POET Hopes Pipeline Partnership Will Speed Ethanol Climate Goals

POET Hopes Pipeline Partnership Will Speed Ethanol Climate Goals

By Leah Douglas

(Reuters) – POET LLC, the world’s largest ethanol producer, said it hopes to meet some of its climate goals early as a result of a new partnership it announced this week with a Midwest carbon capture and storage (CCS) pipeline.

POET LLC’s decision to partner with Navigator CO2 Ventures is a major boost for the pipeline project, which aims to capture greenhouse gases from Midwest ethanol processing plants and transport it to underground storage sites.

POET had pledged in 2021 to make its biofuels 70% less emissions intensive than gasoline by 2030. But the Navigator partnership means participating plants will achieve 75% lower emissions, said President Jeff Lautt.

The pipeline “would get more than half of our plants to that goal early,” Lautt said.

Navigator would pipe some 5 million metric tons of carbon dioxide from 18 POET plants across Iowa, Nebraska, and South Dakota to underground storage sites in Illinois and will be operational by 2025, according to a company statement.

The ethanol industry claims its fuel is already nearly 50% lower in emissions than gasoline. But recent research has suggested ethanol could actually emit more carbon than gasoline due to tilling land under to grow corn.

Opponents along the path of the pipeline in the Midwest fear they could lose land under eminent domain law, and that their crop yields could suffer during construction. [L1N2UB257]
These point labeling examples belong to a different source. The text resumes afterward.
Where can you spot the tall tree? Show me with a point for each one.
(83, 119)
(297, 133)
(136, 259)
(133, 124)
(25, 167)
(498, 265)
In Iowa, where Navigator would run the most pipeline miles, 18 of the 36 counties on its proposed route have filed opposition to the project with the Iowa Utilities Board (IUB), according to a Reuters review of the IUB docket.

Some farmers who oppose the pipeline and sell to POET are angered with the decision, saying the company had told them they would not seek a pipeline partnership.

“We’re disgusted and disappointed,” said Kim Junker, an Iowa POET supplier whose farm is along the Navigator route.